Thursday, 7 January 2010
Who's searching for whom on the Australian political scene as we enter the mother of all election periods
Over the next eighteen months Australians will go to the polls across Australia to elect a Federal Government (probably in 2010 but by April 2011 at the latest) and electors will be voting at state level in South Australia (March 2010), Tasmania (May 2010 at latest), Victoria (November 2010), and New South Wales (March 2011).
According to the Australian Elections Timetable the Northern Territory won't hold a state election until August 2012, the Australian Capital Territory is next at the polls in October 2012, West Australia does not have to hold an election before June 2012 at the earliest and Queensland does not go have to go to the polls until June 2012.
All in all, somewhere in the country voters will be having campaign spin forced down their throats (with varying degrees of resistance) for some time to come.
Google Trends comparison of Internet searches for Leaders of Government and their Opposition counterparts - Kevin Rudd & Tony Abbott (Federal), Anna Bligh & John-Paul Langbroek (QLD), Mike Rann & Isobel Redmond (SA), David Bartlett & Will Hodgman (TAS), John Brumby & Ted Ballieu (VIC), Colin Barnett & Eric Ripper (WA), John Stanhope & Zed Seselja (ACT), Paul Henderson & Terry Mills (NT) and Kristina Keneally & Barry O'Farrell (NSW).
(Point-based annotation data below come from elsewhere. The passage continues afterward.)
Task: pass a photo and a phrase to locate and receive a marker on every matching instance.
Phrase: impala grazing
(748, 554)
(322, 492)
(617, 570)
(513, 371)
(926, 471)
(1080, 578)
Langbroek, Redmond, Hodgman, Ballieu, Ripper, Selselja, Mills and O'Farrell all rate low on a search query scale at home or overseas, but although still battling against an incumbent with a higher profile Tony Abbott tracks fairly steadily against the Prime Minister Kevin Rudd and interest in him has shown a spike since he became Leader of the Opposition.
Only in Tasmania and the ACT did there appear to be sustained and vaguely comparable levels of search term disinterest in both government and opposition leaders.
It will be interesting to see if how these politicians trend on the Internet bore any relation to how they fared at the next elections.